Things I didn’t so much care for:

  • Scheduling conflicts – since it was a one day event with concurrent, overlapping sessions, I only got to see 5 sessions (counting my own). Staggered start times would have been an amazing way to break up the “session” vibe. There were just so many really cool things going on I wished I could have seen them all.
  • Quick turnaround on a lot of stuff. I know it’s sort of antithesis of THATCamps to run several days, but it would have been awesome to just have like 3 leisurely days of getting to talk to people about DH in sessions like this. (Compared to the only other academic conference I went to, admittedly, that had a socialized opening dinner night, presentations all day, and another social event that night.) Our travel plans meant we were in and out of town in just over 24 hours, which just felt rushed to me.
  • Lack of collegiality from some members – several in particular were very hostile to what I felt was the spirit of THATCamp, where everyone could do their DH Yacking (which I strongly feel is a good thing) and get it out in the open without criticism.
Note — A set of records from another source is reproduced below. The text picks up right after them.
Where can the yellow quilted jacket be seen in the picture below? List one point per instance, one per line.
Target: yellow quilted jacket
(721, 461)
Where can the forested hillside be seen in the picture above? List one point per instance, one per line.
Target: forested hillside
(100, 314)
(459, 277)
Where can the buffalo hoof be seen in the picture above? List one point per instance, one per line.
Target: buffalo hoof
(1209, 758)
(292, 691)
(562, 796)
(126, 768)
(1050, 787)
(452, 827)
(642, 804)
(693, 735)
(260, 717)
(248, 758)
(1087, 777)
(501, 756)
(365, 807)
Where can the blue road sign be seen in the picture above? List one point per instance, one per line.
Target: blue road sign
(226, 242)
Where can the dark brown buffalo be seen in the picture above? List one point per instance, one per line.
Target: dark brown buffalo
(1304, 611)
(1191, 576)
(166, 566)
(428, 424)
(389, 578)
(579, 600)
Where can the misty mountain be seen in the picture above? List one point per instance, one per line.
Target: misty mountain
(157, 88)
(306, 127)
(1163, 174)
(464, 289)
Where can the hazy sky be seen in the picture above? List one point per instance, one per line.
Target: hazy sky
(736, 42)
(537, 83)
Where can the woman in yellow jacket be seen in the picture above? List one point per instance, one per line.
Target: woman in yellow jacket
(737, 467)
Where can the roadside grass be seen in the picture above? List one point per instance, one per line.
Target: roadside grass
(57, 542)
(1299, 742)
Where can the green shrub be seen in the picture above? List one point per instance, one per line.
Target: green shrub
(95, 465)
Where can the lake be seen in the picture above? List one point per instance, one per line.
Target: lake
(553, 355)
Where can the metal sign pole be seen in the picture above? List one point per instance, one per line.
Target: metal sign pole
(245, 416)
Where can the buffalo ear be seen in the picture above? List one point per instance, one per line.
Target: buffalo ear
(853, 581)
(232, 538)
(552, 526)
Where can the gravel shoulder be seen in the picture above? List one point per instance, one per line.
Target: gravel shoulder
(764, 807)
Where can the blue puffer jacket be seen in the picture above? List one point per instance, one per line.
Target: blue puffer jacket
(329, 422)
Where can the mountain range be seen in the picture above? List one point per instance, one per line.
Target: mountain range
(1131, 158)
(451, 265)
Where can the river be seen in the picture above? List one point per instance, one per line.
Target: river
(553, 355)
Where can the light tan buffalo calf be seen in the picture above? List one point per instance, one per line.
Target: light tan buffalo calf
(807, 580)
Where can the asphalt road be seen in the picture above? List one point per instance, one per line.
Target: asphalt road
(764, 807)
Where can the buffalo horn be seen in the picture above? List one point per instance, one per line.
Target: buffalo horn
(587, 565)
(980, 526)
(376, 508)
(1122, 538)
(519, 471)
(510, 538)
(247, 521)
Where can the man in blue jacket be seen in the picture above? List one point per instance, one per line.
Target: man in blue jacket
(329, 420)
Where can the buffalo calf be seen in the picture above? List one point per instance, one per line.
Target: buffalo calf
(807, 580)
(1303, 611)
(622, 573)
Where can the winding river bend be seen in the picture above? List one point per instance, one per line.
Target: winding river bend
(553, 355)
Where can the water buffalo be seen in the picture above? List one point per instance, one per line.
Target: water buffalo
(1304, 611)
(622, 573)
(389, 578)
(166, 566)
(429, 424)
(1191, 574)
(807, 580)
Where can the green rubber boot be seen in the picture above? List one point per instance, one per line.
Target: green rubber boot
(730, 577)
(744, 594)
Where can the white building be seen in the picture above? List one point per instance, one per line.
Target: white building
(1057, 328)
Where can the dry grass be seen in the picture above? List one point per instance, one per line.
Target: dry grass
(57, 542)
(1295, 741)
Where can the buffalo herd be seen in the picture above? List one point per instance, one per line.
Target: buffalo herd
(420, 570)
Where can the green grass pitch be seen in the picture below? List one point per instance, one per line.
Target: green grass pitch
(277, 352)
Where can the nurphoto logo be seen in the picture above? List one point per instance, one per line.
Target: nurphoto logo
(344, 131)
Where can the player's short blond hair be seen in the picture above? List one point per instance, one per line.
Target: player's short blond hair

One example sticks out: the last talk of the day before mine featured my colleague and friend Jamie trying to discuss techniques for collaboration in digital pedagogy and the classroom (at least, I’m pretty sure that was the topic – I’m sort of unclear, cause that’s definitely not what was actually discussed). One of the present members kept drawing the discussion away from anything related to pedagogy or collaboration, and ranted quite angrily for almost the entire hour about faculty resistance to technology and the futility of getting DH into traditional departments’ tenure review. While this is definitely a discussion that needs to happen (things are changing) this person’s insistence that faculty would never allow for DH project to “count” was met by lots of questions gingerly stepping along the lines of “well you’re at a DH conference, and have a respected voice in your department, why don’t you speak up and champion the legitimacy of DH?” After all, isn’t that sort of what we should be doing anyway?

On Serendipity:

  • I walked away from this conference feeling way more confident in what I know than I was before. Imposter Syndrome, which has sort of plagued me extra hard in this program (since I feel like I’m cheating by working in a field outside of libraries, and still trying to get into them professionally) was mitigated hugely, even with the small interaction I’ve had with the field. I had a ton of fun with a bunch of people that were as passionate as I was about the future of digital humanities, and I saw that people in the field I’m trying to get into are actually fantastic individuals. I was somewhat worried that our cool little bubble at FSU’s ODRS was some weird outlier, but I think it’s far more the norm for this particular branch of librarianship than I thought. Digital Scholarship seems to draw a particular kind of person that I feel is very much in line with the personality I’d like to work with.

 

So, overall, a great time was had at UCF, and I felt like I actually knew my stuff pretty well for still being such a newbie in the field. Gave me a huge boost of confidence, which was sorely needed at this time of the semester!

 

 

(I swear those giant industrial coffee urns must come from the factory with Stale Coffee Taste ™ as standard, cause I don’t think I’ve ever had java from one that tasted right. But hey, free coffee’s free coffee!)